A satisfying salad is a great way to get more fruits and vegetables high in vitamins, minerals, and fiber. A salad using the right ingredients can be a filling meal. With the summer heat kicking in, making a quick, satisfying salad using your favorite ingredients can help cool off, rehydrate, and refuel the body.
Table of Contents
Making A Satisfying Salad
- Start with leafy greens.
- They’re low in calories and a healthy source of fiber.
- Different varieties include iceberg lettuce, leaf lettuce, spinach, escarole, romaine, kale, and butter lettuce.
- The darker greens offer more nutrients.
- Carrots, peppers, green beans, eggplant, Brussels sprouts, broccoli, cauliflower, cabbage, zucchini, tomatoes, cucumbers, onions, or scallions.
- Raw diced or cooked vegetables are a good addition.
- Leftover cooked vegetables will work.
- Brightly colored vegetables have flavonoids rich in antioxidants, fiber, vitamins, and minerals.
- Choose all the colors and add two or three half-cup servings.
Grains – Starch
- Add whole grains or starchy vegetables.
- A serving of cooked:
- Whole grains like brown rice, barley, or quinoa.
- Starchy vegetables like roasted sweet potatoes or cooked butternut squash.
- These provide fiber, complex carbohydrates, vitamins, and minerals.
- Fruits or berries, blueberries, raspberries, blackberries, pomegranate seeds, apple slices, oranges, dates, and raisins can add vitamins, fiber, and antioxidants.
- One-half cup of apple slices has 30 calories.
- One-half cup of berries has about 40 calories.
- A hard-boiled egg is an excellent source of protein.
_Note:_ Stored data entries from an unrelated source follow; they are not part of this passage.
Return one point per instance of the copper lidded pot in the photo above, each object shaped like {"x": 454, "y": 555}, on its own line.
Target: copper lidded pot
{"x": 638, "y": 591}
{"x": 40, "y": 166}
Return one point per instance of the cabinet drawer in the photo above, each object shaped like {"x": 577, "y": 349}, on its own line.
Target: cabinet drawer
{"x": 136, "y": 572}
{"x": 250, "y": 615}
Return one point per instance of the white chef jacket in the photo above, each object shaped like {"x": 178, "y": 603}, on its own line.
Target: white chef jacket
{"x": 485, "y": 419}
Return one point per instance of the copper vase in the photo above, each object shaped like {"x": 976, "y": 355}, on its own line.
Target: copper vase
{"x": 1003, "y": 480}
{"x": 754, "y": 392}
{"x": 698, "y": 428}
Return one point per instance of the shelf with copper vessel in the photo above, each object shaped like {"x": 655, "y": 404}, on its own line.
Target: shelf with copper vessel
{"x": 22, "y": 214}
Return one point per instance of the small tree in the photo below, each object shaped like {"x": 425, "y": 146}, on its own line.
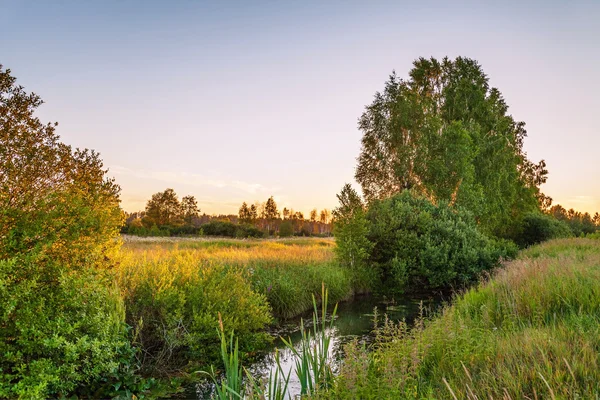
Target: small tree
{"x": 351, "y": 229}
{"x": 189, "y": 209}
{"x": 244, "y": 214}
{"x": 163, "y": 209}
{"x": 271, "y": 213}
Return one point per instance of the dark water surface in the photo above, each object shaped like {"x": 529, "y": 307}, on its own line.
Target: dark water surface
{"x": 354, "y": 320}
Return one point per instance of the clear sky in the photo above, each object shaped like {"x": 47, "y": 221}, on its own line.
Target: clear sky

- A serving of lean beef, cooked shrimp, tuna, chicken breast, cheese strips, beans or legumes, hummus, tofu, or cottage cheese.
- Be mindful of portion size.
- A quarter cup of chopped chicken meat or one egg will add 75 calories.
- Half a can of tuna adds about 80 calories.
- Depending if it is low fat, two ounces of cubed or shredded mozzarella or cheddar cheese can add 200 calories.
Nuts or Seeds
- Almonds, cashews, walnuts, pecans, sunflower, pumpkin, or chia seeds are great for added crunch.
- All nuts add protein and heart-healthy polyunsaturated and monounsaturated fatty acids.
- One-eighth cup of nuts adds around 90 calories.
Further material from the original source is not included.